Relyt supports ACID transaction semantics, ensuring data consistency, integrity, and reliability in large-scale concurrent scenarios, correctly handling concurrent writes, deletions, etc. As a background task, Table Service logically does not modify user data, only performs data reorganization, cleanup, etc. However, when user SQL and background Table Service Task are concurrent, the following scenarios may occur:

  • File 1 and File 2 are being rewritten into a new file Target File by the MERGE Task

  • A user-initiated SQL concurrently deletes some rows in File 1 and File 2

If this concurrent scenario is not handled correctly, it will result in the loss of the user's delete: after the MERGE Task is completed, the new and old version data switch (Target File replacesFile 1&File 2), but the data that should be deleted (red rows) is still in the data file.

For this scenario, common solutions include:

  1. Abort one of the transactions, for example, the later submitted transaction checks the modification set and aborts if a conflict is found;

  2. Table Service Task detects concurrent user SQL and tries to wait for the user SQL to finish before committing.

However, these two solutions have some drawbacks: the former affects user experience, and the latter leads to task starvation.

Relyt designed a compensation mechanism for this scenario, achieving Conflict-Free between TableService and user transactions, allowing them to run completely parallel without conflict.

The core logic of compensation is to Replay Delete for the later submitted transaction, applying the deleted rows to the latest version of the data file. As shown in the figure below, in Case 1, when a delete transaction is doing commit, the rows deleted by this transaction are found and deleted in the Target File generated by the MERGE Task. In Case 2, when the MERGE Task is committing, the deletions of concurrent transactions on the input files (File 1 & File 2) during the execution of this transaction are applied to the Target File.

Intuitively, Reply Delete is a heavy IO operation which may block transaction commit. However, relying on Relyt's metadata design and mark-based deletion mechanism, Reply Delete is a relatively lightweight metadata operation in implementation. Meanwhile, the IO size of a MERGE Task is considered during generation, so the probability of conflict with concurrent transactions and the number of conflict rows are limited. In our production environment, the compensation mechanism can achieve complete transparency of Table Service to users.

Conclusion

In modern database & lakehouse systems, data layout and data reorganization are core elements to ensure efficient data management and query performance. The deepening of Table Service capabilities is also one of the focus points of various products in the market, such as Snowflake's micro-partition, DeltaLake's Liquid Clustering, etc.

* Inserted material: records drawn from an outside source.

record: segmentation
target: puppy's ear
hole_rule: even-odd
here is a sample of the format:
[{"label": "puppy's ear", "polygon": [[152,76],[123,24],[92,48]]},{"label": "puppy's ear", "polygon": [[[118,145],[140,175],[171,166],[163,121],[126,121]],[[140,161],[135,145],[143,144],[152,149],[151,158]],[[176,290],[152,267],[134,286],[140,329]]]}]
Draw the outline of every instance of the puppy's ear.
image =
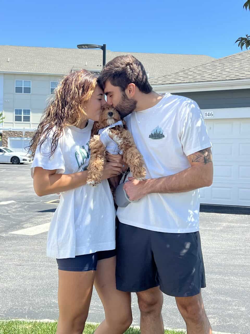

Relyt's Table Service module dynamically adjusts data layout progressively through fine-grained task division and optimization strategies, ensuring the system always maintains efficient query performance. In addition, the compensation mechanism effectively resolves conflicts between Table Service and user transactions, achieving imperceptible background data maintenance. This design not only enhances system stability and performance but also provides users with a smoother experience.